Correlation Between Hankukpackage and Korean Reinsurance
Can any of the company-specific risk be diversified away by investing in both Hankukpackage and Korean Reinsurance at the same time? Although using a correlation coefficient on its own may not help to predict future stock returns, this module helps to understand the diversifiable risk of combining Hankukpackage and Korean Reinsurance into the same portfolio, which is an essential part of the fundamental portfolio management process.
By analyzing existing cross correlation between Hankukpackage Co and Korean Reinsurance Co, you can compare the effects of market volatilities on Hankukpackage and Korean Reinsurance and check how they will diversify away market risk if combined in the same portfolio for a given time horizon. You can also utilize pair trading strategies of matching a long position in Hankukpackage with a short position of Korean Reinsurance. Check out your portfolio center. Please also check ongoing floating volatility patterns of Hankukpackage and Korean Reinsurance.
Diversification Opportunities for Hankukpackage and Korean Reinsurance
-0.46 | Correlation Coefficient |
Very good diversification
The 3 months correlation between Hankukpackage and Korean is -0.46. Overlapping area represents the amount of risk that can be diversified away by holding Hankukpackage Co and Korean Reinsurance Co in the same portfolio, assuming nothing else is changed.

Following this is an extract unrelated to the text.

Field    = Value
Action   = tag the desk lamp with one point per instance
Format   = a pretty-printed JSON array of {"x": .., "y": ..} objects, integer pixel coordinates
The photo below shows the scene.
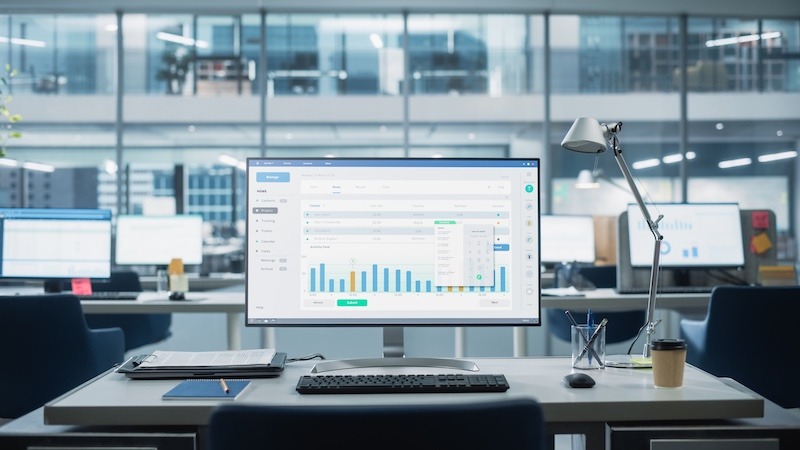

The correlation between historical prices or returns on Korean Reinsurance and Hankukpackage is a relative statistical measure of the degree to which these equity instruments tend to move together. The correlation coefficient measures the extent to which returns on Hankukpackage Co are associated (or correlated) with Korean Reinsurance. Values of the correlation coefficient range from -1 to +1, where. The correlation of zero (0) is possible when the price movement of Korean Reinsurance has no effect on the direction of Hankukpackage i.e., Hankukpackage and Korean Reinsurance go up and down completely randomly.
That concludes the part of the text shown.